Для Маркса это не два разных (хотя бы и «тесно связанных друг с другом») процесса, а один и тот же процесс. Всемирно-исторический процесс преодоления частнособственнической формы отношений между людьми, т. е. формы «присвоения через отчуждение», через ее собственную противоположность…
Это вовсе не «догма», за которую упрямо цепляются «косные ортодоксы», а конкретное существо марксистской концепции «отчуждения», специфически отличающее эту концепцию от любой другой.
Адам Шафф с этим не согласен. Он считает этот вывод «логически неправомерным». Почему? Да просто потому, что он своим «семантическим анализом» обессмыслил марксовское понятие собственности вообще (а потому, естественно, и «частной собственности»).
Элементарный «семантический анализ» его собственных высказываний с очевидностью показывает, что под словом «собственность» он повсюду имеет в виду исключительно юридическую, правовую категорию.

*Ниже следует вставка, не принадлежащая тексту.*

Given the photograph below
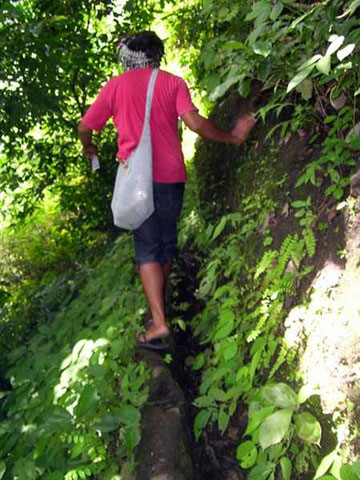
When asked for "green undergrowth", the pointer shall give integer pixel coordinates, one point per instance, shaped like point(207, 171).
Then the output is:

Иначе он не говорил бы, что «частная собственность» уже ликвидирована во всех известных ему социалистических странах. Ведь, по Марксу, «упразднение частной собственности» вовсе не тождественно упразднению «института» частной собственности, оно вовсе не достигается одним ударом, одним актом переворота в правовой и политической сфере на следующий же день после политической революции.
Упразднение частной собственности (или, что то же самое, действительное обобществление собственности) Марксом всегда понималось как процесс органического, революционного преобразования всей «совокупности общественных отношений». А вовсе не только и не столько как однократный политический акт, лишающий часть индивидов (= класс капиталистов) узаконенного за ними права бесконтрольного распоряжения производительными силами нации. С этого процесс обобществления собственности только начинается.

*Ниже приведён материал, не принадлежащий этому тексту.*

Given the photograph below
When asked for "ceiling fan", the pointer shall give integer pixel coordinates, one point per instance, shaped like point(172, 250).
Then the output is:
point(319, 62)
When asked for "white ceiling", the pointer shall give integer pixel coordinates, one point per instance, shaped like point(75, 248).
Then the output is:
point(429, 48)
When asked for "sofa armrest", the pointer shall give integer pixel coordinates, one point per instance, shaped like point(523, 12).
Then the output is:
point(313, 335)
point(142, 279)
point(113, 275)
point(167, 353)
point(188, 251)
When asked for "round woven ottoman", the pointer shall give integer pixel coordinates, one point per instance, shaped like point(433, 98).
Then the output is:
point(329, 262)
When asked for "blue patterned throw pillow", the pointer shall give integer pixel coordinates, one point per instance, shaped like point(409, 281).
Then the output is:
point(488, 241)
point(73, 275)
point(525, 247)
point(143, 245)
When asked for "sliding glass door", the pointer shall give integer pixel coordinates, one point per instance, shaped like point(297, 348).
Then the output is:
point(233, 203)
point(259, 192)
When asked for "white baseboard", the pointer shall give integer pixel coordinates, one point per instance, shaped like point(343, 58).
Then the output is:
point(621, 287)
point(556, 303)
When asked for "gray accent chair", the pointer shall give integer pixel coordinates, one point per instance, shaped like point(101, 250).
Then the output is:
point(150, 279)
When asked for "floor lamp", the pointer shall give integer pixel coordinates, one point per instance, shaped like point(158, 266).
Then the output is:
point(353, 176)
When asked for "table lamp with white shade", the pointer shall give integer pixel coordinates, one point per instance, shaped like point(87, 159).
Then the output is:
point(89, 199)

Политическая революция создает лишь правовые и политические предпосылки, необходимые условия «упразднения частной собственности» во всех ее видах и разновидностях (т. е. всех видов «отчуждения»). Чтобы довести дело до конца, кроме политической революции требуется еще и культурная революция, революция в сфере разделения труда, преодолевающая социальную «стратификацию» между «материальным» и «духовным» трудом, между городом и деревней и т. д. и т. п., т. е. все по необходимости унаследованные от мира «частной собственности» формы взаимных отношений между людьми, между классами и слоями индивидов.
Все это и обнимается емким понятием собственности у Маркса. Ибо под словом «собственность» Маркс всегда — и в юности, и в старости — понимал не «вещь» или «сумму вещей», находящихся в чьем-то владении и распоряжении, а процесс.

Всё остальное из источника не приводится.